There is experience with the use of tifluridine ophthalmic solution for the treatment of genital herpes caused by acyclovir-resistant strains (). Tifluridine is a pyrimidine nucleoside analog that, like cidophyr, acts independently of viral thymidine kinase. High toxicity does not allow the drug to be taken orally. Small clinical studies have shown a beneficial effect of tifluridine in acyclovir-resistant genital herpes in patients with HIV infection (68). In infections caused by acyclovir- or acyclovir/foscarnet-resistant herpes simplex viruses, tifluridine showed a synergistic effect with interferon-a (69). However, to determine the therapeutic value of tifluridine in genital herpes, further study is needed in large controlled studies.

Several studies examining the efficacy of topical interferon formulations for the treatment of genital herpes have yielded conflicting results. Local application of interferon α-2a 6 times / day. in the form of an aqueous solution proved to be ineffective for the treatment of herpes genital lesions (70). In a placebo-controlled study that included 387 patients, on the contrary, the effectiveness of interferon α-2a gel was shown when applied 4 times / day. within 4 days in case of recurrence of genital herpes (71). In patients of both sexes, the period of virus shedding decreased, in addition, in men, there was a significant decrease in pain, itching, and crusting time. In a study including 25 patients, a beneficial effect of interferon ß was shown (72). nine0003

In Germany and Canada, edoxudine, an analogue of deoxythymidine, has been approved for the treatment of genital herpes, showing pronounced antiherpes activity in vitro and in vivo (73, 74). The mechanism of action of the drug is similar to that of acyclovir. When applied topically, it is better absorbed than polyethylene glycol-based acyclovir ointment. In a multicentre, placebo-controlled study, edoxudin 3% cream applied for 5 days significantly reduced viral shedding in both sexes (75). In women, there was also a decrease in soreness and adenopathy in the groin. nine0003

A dosage form of acyclovir with controlled release of the active substance has been developed (76). Its advantage is the prolongation of the half-life of acyclovir. Clinical trials conducted in Europe show that long-acting acyclovir is equally effective as short-acting acyclovir. It has been suggested that the use of a drug with an extended half-life may lead to a decrease in the number of relapses during suppressive therapy, but it requires further study. nine0003

In experiments on guinea pigs and in a clinical study, the beneficial effect of resiquimod, an immune response modifier from the imidazoquinoline group, has been shown (77, 78). In patients with genital herpes, when topical treatment was started within a day after the onset of symptoms, there was an increase in the time before a relapse occurred. In 52 immunocompetent patients with a history of at least 6 relapses per year, the median time to the first relapse was 169days with resiquimod and 57 days with placebo (79). The drug is currently undergoing phase III clinical trials.

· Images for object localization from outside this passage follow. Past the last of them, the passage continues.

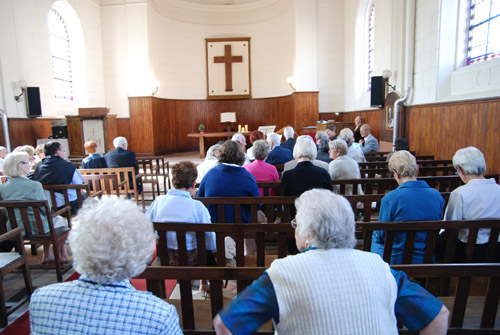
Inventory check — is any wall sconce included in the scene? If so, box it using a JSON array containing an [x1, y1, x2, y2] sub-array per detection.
[[382, 70, 396, 91], [151, 80, 160, 96], [14, 80, 28, 102], [286, 77, 295, 92]]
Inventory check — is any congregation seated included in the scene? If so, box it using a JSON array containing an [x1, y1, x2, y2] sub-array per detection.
[[281, 135, 333, 254], [197, 140, 260, 223], [266, 133, 293, 164], [371, 150, 444, 264], [316, 139, 332, 164], [359, 123, 379, 155], [213, 190, 449, 335], [442, 147, 500, 263], [339, 128, 366, 163], [280, 126, 295, 151], [196, 144, 220, 183], [247, 130, 265, 161], [82, 141, 108, 169], [29, 199, 182, 335], [146, 161, 216, 265], [328, 139, 363, 195], [243, 140, 280, 197], [33, 141, 85, 213], [104, 136, 142, 194], [12, 145, 36, 179], [0, 151, 68, 263]]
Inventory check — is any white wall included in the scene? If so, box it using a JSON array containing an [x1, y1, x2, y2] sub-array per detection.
[[317, 0, 345, 113], [0, 0, 104, 117]]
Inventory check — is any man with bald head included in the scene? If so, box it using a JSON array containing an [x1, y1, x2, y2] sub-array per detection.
[[359, 123, 379, 155]]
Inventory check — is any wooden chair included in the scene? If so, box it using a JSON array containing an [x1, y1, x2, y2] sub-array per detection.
[[392, 263, 500, 335], [0, 227, 33, 327], [82, 174, 124, 199], [78, 167, 146, 208], [0, 200, 71, 282]]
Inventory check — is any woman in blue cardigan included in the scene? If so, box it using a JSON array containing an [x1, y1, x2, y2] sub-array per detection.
[[371, 150, 444, 264]]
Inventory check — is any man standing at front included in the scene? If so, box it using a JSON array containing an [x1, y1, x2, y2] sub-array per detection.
[[104, 136, 142, 194], [359, 123, 379, 155], [33, 141, 85, 213]]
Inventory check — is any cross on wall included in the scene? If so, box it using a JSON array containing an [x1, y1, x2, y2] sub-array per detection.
[[214, 44, 243, 92]]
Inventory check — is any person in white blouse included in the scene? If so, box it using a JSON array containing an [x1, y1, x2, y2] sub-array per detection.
[[444, 147, 500, 263]]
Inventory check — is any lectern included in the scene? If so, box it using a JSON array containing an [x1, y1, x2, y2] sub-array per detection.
[[66, 107, 117, 158]]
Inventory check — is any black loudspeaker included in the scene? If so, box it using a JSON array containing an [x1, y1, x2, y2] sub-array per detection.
[[370, 76, 385, 107], [26, 87, 42, 117]]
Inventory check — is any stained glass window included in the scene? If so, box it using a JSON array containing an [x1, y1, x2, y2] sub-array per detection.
[[368, 4, 375, 92], [49, 9, 74, 100], [467, 0, 500, 65]]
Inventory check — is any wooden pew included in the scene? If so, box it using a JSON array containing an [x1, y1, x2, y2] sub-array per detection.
[[138, 264, 500, 335], [356, 219, 500, 264], [78, 167, 145, 208], [360, 166, 455, 178]]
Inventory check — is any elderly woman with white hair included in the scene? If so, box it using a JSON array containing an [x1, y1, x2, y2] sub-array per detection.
[[281, 135, 333, 254], [0, 151, 69, 264], [243, 140, 280, 197], [371, 150, 444, 264], [196, 144, 220, 183], [338, 128, 366, 163], [213, 190, 448, 335], [444, 147, 500, 263], [328, 139, 363, 195], [30, 199, 182, 334]]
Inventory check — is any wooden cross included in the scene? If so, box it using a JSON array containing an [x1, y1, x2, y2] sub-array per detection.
[[214, 45, 243, 92]]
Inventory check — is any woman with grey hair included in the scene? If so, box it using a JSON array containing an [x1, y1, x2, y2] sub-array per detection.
[[196, 144, 220, 183], [0, 150, 69, 264], [316, 139, 332, 163], [371, 150, 444, 264], [30, 199, 182, 334], [281, 135, 333, 254], [443, 147, 500, 263], [338, 128, 366, 163], [213, 190, 448, 335], [243, 140, 280, 197], [328, 136, 363, 195]]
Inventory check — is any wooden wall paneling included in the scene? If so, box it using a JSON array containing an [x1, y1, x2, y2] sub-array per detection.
[[66, 115, 85, 157], [115, 118, 132, 151], [9, 118, 56, 149], [128, 97, 155, 155], [104, 114, 117, 152]]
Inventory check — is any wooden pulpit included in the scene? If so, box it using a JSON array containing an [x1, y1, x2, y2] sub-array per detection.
[[66, 107, 117, 158]]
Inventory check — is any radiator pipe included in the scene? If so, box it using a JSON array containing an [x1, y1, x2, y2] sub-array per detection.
[[0, 109, 11, 152]]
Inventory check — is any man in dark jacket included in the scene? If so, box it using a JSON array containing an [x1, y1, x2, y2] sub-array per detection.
[[104, 136, 142, 194]]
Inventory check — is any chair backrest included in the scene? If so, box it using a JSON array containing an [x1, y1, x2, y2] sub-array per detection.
[[78, 167, 139, 203], [0, 200, 55, 240], [356, 220, 500, 264], [153, 222, 294, 267], [82, 174, 120, 198]]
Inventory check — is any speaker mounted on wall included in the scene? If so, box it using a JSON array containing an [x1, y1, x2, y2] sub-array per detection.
[[370, 76, 385, 108], [26, 87, 42, 118]]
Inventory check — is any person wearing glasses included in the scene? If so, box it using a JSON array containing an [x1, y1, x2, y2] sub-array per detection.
[[213, 189, 449, 335], [371, 150, 444, 264], [0, 151, 69, 263]]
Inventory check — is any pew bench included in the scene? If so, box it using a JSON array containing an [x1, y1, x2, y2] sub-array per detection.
[[138, 264, 500, 335], [78, 167, 146, 208]]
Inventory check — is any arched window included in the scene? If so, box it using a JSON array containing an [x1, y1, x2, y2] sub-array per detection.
[[49, 8, 74, 100], [367, 2, 375, 92], [467, 0, 500, 65]]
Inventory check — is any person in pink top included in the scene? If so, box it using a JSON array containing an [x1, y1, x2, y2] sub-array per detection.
[[243, 140, 280, 197]]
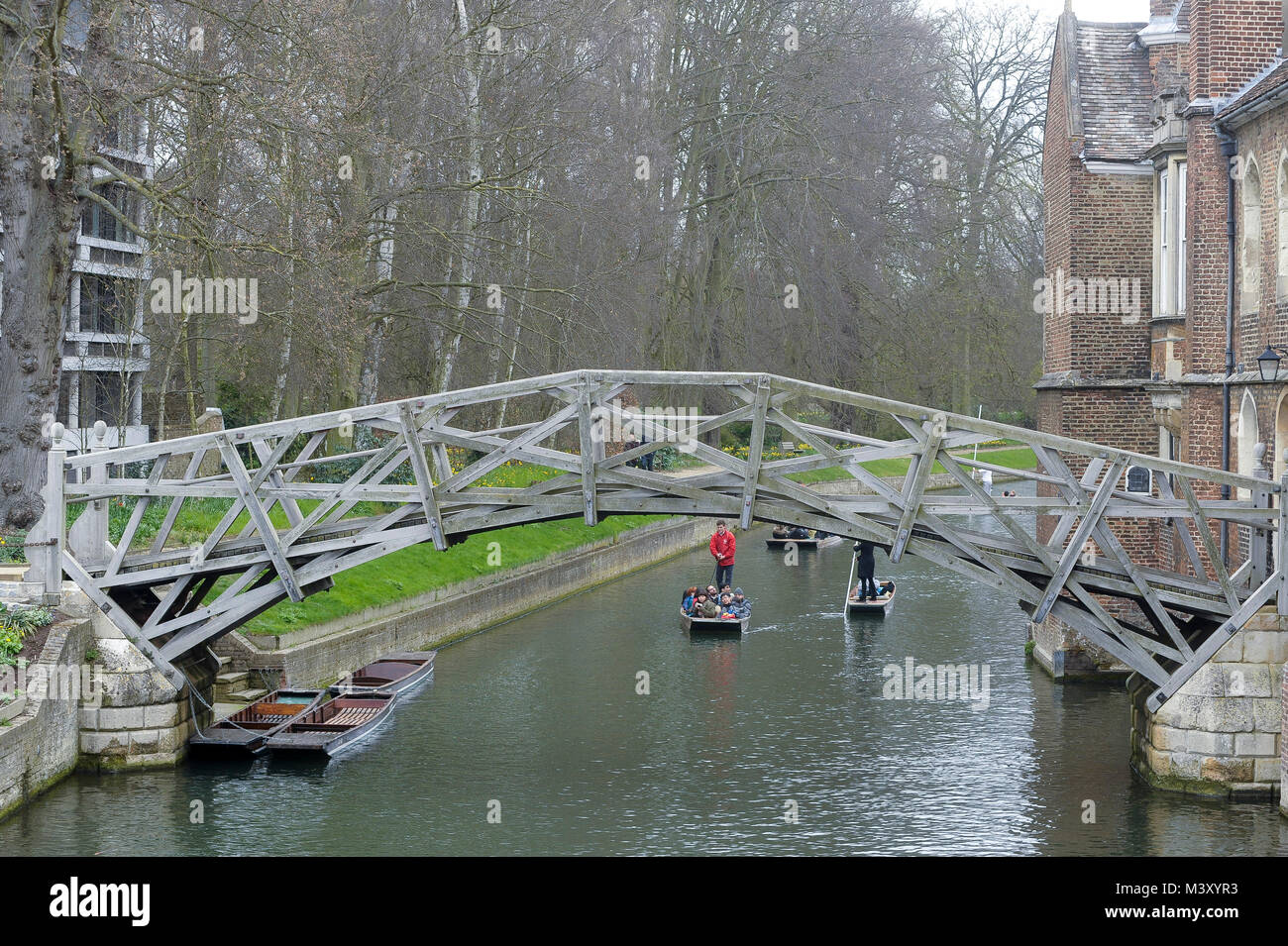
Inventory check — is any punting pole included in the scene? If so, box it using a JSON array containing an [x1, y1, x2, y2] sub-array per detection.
[[841, 549, 859, 611]]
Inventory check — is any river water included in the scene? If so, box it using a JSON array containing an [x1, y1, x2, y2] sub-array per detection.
[[0, 488, 1288, 855]]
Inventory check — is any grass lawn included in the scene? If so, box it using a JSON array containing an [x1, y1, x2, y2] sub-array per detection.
[[791, 447, 1038, 482], [80, 461, 670, 635], [234, 515, 671, 635]]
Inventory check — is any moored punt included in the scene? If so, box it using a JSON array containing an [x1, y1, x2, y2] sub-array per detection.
[[331, 650, 438, 695], [680, 611, 751, 635], [765, 536, 841, 550], [265, 692, 398, 756], [188, 689, 325, 756], [845, 580, 896, 615]]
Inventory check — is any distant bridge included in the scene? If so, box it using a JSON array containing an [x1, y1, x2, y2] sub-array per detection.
[[29, 370, 1288, 708]]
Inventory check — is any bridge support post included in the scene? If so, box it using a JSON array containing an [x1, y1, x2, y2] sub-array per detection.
[[1275, 473, 1288, 616], [26, 423, 67, 605], [1248, 444, 1270, 588], [67, 421, 113, 571]]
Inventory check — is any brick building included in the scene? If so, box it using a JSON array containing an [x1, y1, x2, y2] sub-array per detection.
[[1034, 0, 1288, 675]]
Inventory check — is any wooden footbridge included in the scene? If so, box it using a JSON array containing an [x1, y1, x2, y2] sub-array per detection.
[[29, 370, 1288, 708]]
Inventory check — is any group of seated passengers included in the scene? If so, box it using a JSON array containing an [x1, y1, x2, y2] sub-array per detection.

Despite advances in the treatment of genital herpes over the past few years, the epidemic of the disease continues to spread throughout the world. The main drugs for the treatment of infection are nucleoside analogues. The emergence of generic acyclovir preparations has significantly reduced the cost of treatment. New drugs from this group - the prodrugs valaciclovir and famciclovir - have better pharmacokinetic properties compared to acyclovir, which allows to increase the degree of patient compliance with the treatment regimen. In the treatment of the first episode of genital herpes, the drugs show comparable clinical efficacy. nine0003

Direct comparative studies between the three nucleoside analogues in the episodic treatment of relapses of genital herpes have not been conducted. Apparently, the selection of an antiviral agent should be individual. All three drugs should be tried (not simultaneously) to determine patient preference.

Episodic treatment is not suitable for all patients. Due to good efficacy and safety, suppressive therapy is now becoming more widespread. It has been suggested that suppressive therapy, by reducing asymptomatic shedding of the virus, can stop the spread of infection, but to date it has not been proven. Acyclovir has been successfully used for suppressive therapy. It is not inferior in effectiveness to valaciclovir. A single dose of valaciclovir per day is convenient for patients with a rare relapse rate. Comparative studies of acyclovir and famciclovir have not been conducted. nine0003

Relapses of the disease can also develop against the background of suppressive therapy, which is associated with a short half-life of antiviral agents. With the abolition of suppressive therapy, the risk of infection transmission may increase. This question needs to be studied in special clinical studies. Until the results of these studies are available, suppressive therapy should be discontinued cautiously, counseling the patient about the safety of sexual behavior.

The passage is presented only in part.